COMMENTS:
No -- look, don't touch.
Oh, so THAT'S why I get in trouble... :)
Yes, and too much of many of the cheerleader routines these days have sexual undertones. But then I can remember a time when having more than two boy/girl friends in six months was enough to make you look like the town slut/sleazebag. Call me old fashioned.. but I think we ultimately reap what we sow.
The two topics are unrelated. It is not the fault of the victim ... ever. No matter how she dresses. No matter what she's done with her life to that point. Implying that a woman is someohow 'asking for it' by the way she dresses shifts the responsibility of the violent act from the perpetrator. Are we, then, animals, too weak to deal with any lustful urges we may experience?
Whether it is appropriate or not is one question. If the appropriateness is specifically tied into its influence on rape, then I say it is completely acceptable and in no way makes the wearer complicit.
I agree with what Cathexis says on the matter, but there is such a thing in my mind as improper advertising.
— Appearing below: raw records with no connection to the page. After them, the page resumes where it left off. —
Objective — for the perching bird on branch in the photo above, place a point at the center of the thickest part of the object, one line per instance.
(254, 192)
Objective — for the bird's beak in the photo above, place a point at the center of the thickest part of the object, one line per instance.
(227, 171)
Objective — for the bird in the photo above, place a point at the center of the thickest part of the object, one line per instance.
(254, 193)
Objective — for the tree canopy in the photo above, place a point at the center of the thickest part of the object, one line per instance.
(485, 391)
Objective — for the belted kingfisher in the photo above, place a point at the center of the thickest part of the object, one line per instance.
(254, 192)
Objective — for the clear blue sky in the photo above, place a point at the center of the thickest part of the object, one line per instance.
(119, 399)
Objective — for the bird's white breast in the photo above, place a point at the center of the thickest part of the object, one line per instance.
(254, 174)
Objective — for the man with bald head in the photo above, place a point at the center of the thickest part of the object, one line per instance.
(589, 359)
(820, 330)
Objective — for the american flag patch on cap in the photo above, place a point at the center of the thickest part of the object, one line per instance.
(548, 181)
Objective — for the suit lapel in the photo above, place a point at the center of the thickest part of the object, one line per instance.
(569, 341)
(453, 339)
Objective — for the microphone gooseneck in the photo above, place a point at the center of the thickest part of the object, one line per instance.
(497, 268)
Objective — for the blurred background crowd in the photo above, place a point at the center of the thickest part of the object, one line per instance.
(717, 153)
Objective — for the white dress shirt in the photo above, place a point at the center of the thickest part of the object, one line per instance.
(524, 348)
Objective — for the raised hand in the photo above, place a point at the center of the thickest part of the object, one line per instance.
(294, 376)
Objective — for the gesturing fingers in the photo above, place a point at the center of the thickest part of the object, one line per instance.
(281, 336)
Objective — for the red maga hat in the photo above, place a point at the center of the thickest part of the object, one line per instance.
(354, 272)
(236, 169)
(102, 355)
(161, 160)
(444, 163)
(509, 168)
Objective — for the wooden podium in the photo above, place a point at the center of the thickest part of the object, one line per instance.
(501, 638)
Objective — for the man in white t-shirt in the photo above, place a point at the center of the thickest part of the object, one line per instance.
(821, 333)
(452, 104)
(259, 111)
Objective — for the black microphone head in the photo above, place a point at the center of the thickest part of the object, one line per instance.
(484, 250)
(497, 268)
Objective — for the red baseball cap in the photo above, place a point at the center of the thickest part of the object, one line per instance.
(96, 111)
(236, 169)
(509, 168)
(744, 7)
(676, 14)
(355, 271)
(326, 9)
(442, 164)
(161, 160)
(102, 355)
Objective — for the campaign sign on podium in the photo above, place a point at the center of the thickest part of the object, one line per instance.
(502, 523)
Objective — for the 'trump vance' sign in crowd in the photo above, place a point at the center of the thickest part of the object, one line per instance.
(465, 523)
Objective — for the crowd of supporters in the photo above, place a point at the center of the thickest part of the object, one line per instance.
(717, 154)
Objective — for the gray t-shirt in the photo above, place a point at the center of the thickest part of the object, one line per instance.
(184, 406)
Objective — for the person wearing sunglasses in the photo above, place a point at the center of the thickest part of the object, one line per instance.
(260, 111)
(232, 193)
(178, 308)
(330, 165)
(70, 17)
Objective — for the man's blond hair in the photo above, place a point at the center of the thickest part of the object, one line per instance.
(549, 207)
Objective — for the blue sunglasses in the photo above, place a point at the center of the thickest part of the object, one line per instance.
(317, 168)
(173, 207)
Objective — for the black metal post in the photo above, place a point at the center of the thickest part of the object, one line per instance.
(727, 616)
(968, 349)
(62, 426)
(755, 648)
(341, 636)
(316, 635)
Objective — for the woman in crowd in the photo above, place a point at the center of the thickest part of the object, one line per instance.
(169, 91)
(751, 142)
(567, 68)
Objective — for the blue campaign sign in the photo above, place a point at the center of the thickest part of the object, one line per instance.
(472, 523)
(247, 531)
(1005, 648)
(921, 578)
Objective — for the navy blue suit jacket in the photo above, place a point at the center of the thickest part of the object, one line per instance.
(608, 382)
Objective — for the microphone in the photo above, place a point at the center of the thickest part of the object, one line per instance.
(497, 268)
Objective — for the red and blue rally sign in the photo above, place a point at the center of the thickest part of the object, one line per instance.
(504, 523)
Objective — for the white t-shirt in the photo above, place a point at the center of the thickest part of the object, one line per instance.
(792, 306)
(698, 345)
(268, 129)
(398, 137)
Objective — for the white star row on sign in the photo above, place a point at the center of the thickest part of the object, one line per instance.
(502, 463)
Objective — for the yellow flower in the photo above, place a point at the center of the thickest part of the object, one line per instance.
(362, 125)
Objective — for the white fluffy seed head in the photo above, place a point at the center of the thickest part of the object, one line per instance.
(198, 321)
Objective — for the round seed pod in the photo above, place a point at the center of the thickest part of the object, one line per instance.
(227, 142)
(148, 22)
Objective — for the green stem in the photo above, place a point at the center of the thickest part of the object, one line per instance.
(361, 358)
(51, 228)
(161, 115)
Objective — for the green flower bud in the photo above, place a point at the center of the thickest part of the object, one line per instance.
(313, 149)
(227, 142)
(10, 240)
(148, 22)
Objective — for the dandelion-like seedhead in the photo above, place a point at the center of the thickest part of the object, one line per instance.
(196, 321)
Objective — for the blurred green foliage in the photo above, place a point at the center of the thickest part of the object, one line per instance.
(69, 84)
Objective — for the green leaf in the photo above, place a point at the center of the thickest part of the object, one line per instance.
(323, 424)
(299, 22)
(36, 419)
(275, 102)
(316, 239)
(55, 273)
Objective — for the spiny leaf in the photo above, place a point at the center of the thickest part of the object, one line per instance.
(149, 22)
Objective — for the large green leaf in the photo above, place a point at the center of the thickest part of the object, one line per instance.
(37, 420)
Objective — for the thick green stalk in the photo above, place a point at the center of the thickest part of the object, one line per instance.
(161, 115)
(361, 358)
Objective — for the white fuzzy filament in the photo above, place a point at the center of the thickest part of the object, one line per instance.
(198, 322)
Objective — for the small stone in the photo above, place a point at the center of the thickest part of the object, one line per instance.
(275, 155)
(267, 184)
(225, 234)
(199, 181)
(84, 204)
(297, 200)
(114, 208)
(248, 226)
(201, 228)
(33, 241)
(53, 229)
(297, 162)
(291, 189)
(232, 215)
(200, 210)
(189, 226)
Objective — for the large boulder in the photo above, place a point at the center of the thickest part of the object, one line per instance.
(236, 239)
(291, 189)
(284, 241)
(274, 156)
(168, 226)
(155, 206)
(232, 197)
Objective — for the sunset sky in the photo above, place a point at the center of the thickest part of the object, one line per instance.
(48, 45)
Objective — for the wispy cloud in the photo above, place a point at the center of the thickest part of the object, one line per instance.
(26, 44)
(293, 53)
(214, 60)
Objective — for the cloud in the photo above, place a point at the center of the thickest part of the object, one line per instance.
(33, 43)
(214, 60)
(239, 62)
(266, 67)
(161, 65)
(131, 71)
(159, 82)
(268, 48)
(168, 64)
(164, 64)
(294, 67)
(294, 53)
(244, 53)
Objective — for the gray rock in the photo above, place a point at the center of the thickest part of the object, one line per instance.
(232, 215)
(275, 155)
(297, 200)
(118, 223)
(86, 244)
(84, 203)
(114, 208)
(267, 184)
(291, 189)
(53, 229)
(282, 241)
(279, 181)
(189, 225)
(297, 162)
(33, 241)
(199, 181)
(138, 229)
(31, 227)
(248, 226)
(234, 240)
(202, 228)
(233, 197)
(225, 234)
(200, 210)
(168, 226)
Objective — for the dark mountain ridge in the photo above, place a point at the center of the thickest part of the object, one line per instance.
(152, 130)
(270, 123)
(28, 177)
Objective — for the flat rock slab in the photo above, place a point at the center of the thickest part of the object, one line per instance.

You *don't* wave a gun around in front of a police precinct house. You don't walk into a Klan meeting and yell, "How do! My name is Mohammed Rabinowitz. Where da White girls?" There's an underlying cultural issue that needs to be addressed here.
They're cute.Leave them be. Tease me to death, girl - besides..what's written there is usually some inane crap.
I'm an ass man, so I like them. I can understand how people can view them as inappropriate, but dammit, I'm a bachelor, I'm in college, and I like round juicy asses. And if girls want to have writing on their asses to encourage me to look at said asses, I will do just that.